Diyarbakır İl Eşbaşkanlarımız Hülya Alökmen ve Zeyat Ceylan’ın hukuksuz bir şekilde tutuklanması, partimize yönelik intikam saldırılarının devamıdır. Darbeci AKP-MHP iktidarı alenen siyaset yapma hakkını engelliyor. İktidar ne yaparsa yapsın yenilmeye mahkumdur. pic.twitter.com/D4e6PNHc6t
— HDP (@HDPgenelmerkezi) October 30, 2020
In a statement on Twitter the HDP said Uyanık and Ceylan’s “unlawful arrests were a continuance of the revenge moves directed against the party.” The statement also accused the ruling Justice and Development Party (AKP) and its unofficial coalition partner the Nationalist Movement Party (MHP) of preventing the HDP from taking part in the political process.
According to the pro-government media, outlawed Kurdistan Workers’ Party (PKK) flags and posters of its jailed leader, Abdullah Öcalan, were seized at the party’s provincial and district offices during police raids on October 22 together with “organizational documents, notes and digital media.” The PKK is an armed secessionist group listed as a terrorist organization by Turkey, the European Union and the United States.
The Turkish government accuses the HDP of links to the PKK, but human rights groups say the government uses vague and spurious allegations of terrorism in order to remove or imprison democratically elected HDP mayors.

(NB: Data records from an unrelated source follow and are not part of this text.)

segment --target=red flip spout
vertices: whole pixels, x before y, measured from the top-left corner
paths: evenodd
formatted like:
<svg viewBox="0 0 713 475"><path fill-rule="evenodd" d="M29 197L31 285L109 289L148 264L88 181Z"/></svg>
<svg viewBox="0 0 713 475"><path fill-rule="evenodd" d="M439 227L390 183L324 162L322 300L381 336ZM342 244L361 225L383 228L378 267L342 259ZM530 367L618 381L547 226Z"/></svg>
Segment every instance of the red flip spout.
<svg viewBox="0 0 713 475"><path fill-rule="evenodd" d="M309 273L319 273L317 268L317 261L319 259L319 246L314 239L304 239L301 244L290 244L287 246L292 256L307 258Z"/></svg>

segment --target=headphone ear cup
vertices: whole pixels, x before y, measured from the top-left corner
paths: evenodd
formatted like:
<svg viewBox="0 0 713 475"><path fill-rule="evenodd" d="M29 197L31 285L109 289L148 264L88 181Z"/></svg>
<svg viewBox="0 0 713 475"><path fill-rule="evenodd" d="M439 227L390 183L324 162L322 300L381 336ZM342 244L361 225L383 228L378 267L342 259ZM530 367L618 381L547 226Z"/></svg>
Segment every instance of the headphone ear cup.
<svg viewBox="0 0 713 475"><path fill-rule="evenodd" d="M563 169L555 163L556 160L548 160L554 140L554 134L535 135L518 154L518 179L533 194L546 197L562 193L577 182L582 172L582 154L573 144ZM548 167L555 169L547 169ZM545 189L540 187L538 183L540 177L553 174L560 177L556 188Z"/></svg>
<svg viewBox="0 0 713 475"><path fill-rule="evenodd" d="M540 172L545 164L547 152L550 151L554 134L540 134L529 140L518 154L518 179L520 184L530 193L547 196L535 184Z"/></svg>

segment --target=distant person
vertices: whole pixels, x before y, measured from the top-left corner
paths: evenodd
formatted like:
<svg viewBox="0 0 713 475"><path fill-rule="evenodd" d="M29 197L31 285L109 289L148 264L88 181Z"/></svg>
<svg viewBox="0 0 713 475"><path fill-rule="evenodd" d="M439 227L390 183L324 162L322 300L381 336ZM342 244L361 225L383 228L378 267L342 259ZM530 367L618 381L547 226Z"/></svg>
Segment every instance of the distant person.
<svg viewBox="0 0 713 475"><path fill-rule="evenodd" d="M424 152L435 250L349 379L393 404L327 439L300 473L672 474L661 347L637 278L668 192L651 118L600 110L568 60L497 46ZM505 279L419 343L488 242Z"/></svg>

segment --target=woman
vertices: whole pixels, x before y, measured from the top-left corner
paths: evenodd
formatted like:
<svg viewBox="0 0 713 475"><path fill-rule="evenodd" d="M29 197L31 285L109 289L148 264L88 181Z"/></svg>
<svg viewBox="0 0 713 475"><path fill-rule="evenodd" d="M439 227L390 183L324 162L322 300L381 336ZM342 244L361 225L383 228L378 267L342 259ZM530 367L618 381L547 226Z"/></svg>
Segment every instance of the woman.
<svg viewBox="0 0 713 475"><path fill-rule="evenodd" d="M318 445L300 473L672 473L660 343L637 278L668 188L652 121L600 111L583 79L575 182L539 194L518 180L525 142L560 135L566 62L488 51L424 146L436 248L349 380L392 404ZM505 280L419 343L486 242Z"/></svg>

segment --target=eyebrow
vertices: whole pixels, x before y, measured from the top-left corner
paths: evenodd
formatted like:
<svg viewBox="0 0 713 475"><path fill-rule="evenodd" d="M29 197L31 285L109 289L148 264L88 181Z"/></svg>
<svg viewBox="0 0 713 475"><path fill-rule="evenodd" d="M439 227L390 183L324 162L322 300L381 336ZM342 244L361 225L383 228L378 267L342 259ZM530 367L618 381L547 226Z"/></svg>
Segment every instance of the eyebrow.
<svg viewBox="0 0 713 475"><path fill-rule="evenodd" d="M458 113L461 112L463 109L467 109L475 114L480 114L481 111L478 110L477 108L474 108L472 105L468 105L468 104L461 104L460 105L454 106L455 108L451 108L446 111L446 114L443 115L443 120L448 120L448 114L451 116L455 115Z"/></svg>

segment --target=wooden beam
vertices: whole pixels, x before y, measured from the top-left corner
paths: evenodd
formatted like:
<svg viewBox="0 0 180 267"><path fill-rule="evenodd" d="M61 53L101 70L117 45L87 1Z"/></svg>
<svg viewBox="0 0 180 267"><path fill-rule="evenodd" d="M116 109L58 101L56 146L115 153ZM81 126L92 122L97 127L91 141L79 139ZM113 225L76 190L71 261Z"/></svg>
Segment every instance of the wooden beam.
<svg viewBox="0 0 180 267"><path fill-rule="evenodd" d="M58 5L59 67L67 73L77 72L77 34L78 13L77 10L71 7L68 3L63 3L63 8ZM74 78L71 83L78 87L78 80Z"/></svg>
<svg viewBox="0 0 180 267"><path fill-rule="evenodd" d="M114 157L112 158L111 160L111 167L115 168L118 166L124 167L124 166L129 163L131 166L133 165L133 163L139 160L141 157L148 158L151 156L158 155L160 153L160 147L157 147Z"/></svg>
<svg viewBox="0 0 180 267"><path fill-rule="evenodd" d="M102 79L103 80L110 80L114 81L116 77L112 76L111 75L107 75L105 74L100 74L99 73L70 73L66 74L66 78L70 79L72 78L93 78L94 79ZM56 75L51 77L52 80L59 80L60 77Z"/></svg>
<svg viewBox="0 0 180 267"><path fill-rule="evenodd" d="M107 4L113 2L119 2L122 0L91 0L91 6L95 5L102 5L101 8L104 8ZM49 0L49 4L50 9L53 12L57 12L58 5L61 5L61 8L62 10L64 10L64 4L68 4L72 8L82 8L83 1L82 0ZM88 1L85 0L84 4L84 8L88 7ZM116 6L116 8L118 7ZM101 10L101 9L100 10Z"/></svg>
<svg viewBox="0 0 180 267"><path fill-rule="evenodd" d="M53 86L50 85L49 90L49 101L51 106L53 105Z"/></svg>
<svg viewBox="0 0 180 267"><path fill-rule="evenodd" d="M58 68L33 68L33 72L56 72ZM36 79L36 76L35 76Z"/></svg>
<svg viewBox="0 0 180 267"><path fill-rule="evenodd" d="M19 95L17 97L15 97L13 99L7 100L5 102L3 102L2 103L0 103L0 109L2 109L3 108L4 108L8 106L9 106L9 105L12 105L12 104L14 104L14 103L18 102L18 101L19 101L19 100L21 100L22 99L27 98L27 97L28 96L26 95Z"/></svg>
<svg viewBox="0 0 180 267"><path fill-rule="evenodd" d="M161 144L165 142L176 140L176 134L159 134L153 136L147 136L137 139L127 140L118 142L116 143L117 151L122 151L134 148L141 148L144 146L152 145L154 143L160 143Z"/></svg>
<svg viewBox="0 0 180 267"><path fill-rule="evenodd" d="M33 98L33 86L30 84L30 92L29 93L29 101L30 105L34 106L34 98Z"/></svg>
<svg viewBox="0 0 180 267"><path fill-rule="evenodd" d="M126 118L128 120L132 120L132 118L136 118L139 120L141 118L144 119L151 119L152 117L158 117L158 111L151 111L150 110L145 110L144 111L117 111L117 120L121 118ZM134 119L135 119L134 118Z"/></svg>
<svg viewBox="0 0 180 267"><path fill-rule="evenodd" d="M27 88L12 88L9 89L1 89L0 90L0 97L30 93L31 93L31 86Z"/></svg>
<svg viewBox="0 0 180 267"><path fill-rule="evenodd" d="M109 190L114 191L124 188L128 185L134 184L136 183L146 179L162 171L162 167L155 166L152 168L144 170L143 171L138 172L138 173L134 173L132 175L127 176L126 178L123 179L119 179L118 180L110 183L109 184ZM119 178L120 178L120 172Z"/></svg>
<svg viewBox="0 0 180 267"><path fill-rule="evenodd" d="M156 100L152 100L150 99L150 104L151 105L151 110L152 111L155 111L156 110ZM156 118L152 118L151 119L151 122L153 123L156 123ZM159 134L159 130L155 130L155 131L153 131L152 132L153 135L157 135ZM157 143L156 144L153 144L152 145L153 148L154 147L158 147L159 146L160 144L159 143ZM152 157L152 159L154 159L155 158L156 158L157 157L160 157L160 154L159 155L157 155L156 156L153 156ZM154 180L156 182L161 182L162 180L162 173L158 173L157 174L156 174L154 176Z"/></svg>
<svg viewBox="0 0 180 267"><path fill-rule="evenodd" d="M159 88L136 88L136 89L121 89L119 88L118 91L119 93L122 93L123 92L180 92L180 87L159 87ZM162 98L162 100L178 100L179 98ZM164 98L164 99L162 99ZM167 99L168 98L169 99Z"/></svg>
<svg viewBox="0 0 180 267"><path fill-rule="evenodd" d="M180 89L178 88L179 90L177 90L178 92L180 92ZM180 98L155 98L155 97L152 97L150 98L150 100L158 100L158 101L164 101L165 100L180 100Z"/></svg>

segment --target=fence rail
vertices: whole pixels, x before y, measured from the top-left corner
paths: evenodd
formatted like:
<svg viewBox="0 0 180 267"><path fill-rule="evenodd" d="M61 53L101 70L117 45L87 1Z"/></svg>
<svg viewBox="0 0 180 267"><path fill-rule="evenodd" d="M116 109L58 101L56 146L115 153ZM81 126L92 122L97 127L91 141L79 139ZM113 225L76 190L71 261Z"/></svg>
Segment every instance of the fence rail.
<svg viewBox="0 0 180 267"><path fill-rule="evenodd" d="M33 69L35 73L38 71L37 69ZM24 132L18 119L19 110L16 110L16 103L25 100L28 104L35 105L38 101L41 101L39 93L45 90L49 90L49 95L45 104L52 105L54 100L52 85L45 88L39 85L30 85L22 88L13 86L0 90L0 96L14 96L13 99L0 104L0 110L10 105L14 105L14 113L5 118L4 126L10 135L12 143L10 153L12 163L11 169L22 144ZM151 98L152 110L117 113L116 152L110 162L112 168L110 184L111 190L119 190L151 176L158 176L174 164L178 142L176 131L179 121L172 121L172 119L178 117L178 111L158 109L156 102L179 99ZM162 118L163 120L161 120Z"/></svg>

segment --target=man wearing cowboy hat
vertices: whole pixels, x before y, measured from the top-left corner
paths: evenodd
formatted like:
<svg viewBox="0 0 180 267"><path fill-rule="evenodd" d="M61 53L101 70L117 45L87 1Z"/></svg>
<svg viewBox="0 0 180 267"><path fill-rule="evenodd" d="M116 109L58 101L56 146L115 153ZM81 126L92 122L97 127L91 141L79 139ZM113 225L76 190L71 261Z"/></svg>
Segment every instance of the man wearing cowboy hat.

In a statement on October 2, deputy program director at Human Rights Watch Tom Porteous said, “Detaining politicians from a party that won nearly 12 percent of the vote in the 2018 general election is part of the Turkish government’s policy to criminalize political opposition.”
The HDP won 65 municipalities in Turkey’s eastern and southeastern regions in the local elections of March 31, 2019. In six cases the elected officials were not allowed to resume their duties due to decisions made by Turkey’s Supreme Election Board (YSK). In the other cases, the elected mayors were removed by the Ministry of Interior. The HDP no longer has any provincial municipalities left and only has six smaller municipalities.
The party’s most important figures, such as former co-chair and presidential candidate Selahattin Demirtaş, have been thrown in jail on terror charges, and about a third of all party members have been arrested.
Last month 82 prominent members of the HDP were detained over their alleged role in protests in southeastern Turkey that turned violent and led to at least 37 deaths. The protests, which took place between October 6 and October 8, 2014, were a reaction to what is seen by many as the Turkish government’s tacit approval of the Kobane siege in 2014, when Islamic State in Iraq and the Levant (ISIL) militants laid a prolonged siege to a Kurdish town in northern Syria. The government has made repeated statements holding the HDP responsible for the deaths that occurred.
Demirtaş and Figen Yüksekdağ, former co-chairs of the party who have been in pre-trial detention since November 2016, were detained as part of the same criminal investigation.